Within the MSD approach, the role of the private sector will be key. Exploring partnerships with business actors that can induce more youth-friendly business models and practices, generating more and better jobs for youth and opportunities for young agripreneurs. The public sector will also be a key stakeholder in this phase of the programme to guarantee an adequate enabling environment, the right incentives for businesses to be more youth-inclusive, as well as specific policy interventions in support of vulnerable youth.
A particular focus on climate change adaptation and mitigation and young women
The project will pay particular attention to climate change adaptation and mitigation strategies. Thus, this phase of the project will aim at ensuring that youth job opportunities are increased in the frame of environmentally sustainable agrifood value chains. Particular emphasis will also be placed on empowering rural young women and men, by supporting youth social networks and collective action.
Targeted final beneficiaries are the rural youth aged 15-35 that are unemployed, underemployed, or in poor working conditions, but with potential to be engaged in the value chains. The project will have also a clear focus on young women, introducing interventions in support of gender equality. Other challenges limiting inclusivity will be considered, ensuring the interventions proposed benefit and do not introduce additional discriminations between educated youth, poorer youth, or Indigenous Youth.

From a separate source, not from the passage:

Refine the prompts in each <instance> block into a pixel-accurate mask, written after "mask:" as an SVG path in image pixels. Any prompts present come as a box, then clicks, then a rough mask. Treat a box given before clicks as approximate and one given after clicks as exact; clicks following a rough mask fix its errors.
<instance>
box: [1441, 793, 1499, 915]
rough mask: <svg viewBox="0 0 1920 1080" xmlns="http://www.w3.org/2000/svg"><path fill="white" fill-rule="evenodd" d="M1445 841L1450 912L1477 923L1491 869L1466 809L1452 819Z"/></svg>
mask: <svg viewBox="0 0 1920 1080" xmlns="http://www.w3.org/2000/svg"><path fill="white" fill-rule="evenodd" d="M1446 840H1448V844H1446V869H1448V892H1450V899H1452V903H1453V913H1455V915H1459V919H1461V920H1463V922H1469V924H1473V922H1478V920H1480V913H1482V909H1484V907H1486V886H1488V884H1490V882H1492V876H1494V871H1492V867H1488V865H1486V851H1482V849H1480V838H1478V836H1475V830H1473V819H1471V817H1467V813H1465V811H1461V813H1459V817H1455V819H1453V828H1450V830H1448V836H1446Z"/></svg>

The need for a youth-inclusive agrifood sector
Evidence suggests that the agrifood is a sector of opportunities for youth not yet fully harnessed. The increasing demand for agricultural products linked to a growing population, urbanization and change of consumption patterns is creating more opportunities. However, low incomes, poor working conditions, limited access to productive resources and decision making in agriculture and rural areas, often build negative perceptions on agriculture for youth. Even when youth are interested in entering the sector and investing in their territories, poor services, discriminatory norms, or regulations limit their capacity to do so and therefore discourage them from entering the agrifood sector.
Boosting decent employment in the most productive value chains
The ICA-4 project aims at addressing these challenges by boosting job opportunities for youth in the most productive value chains – where most job opportunities have been identified. In Ecuador, a world leader in the production of fine cocoa, ICA-4 will promote youth involvement in the cocoa value chain. In Viet Nam, Government’s emphasis on the greening of the rice value chain is an ideal setting for engaging youth as leaders of change and innovators towards more sustainable production. In Zambia, the development of the soybean value chain, driven over the past decade by the booming domestic and regional demand for animal feed and processed soy-based foods, offers high potential for boosting youth employment.
This interregional project will be mainly implemented at country level but will also contribute to regional and global dialogues and frameworks, such as the FAO Rural Youth Action Plan – to enhance the overall well-being of young women and men. Through global dialogue, the project will also contribute to improve knowledge about the various needs of rural youth and how agrifood system development can create productive employment pathways that cater to their needs.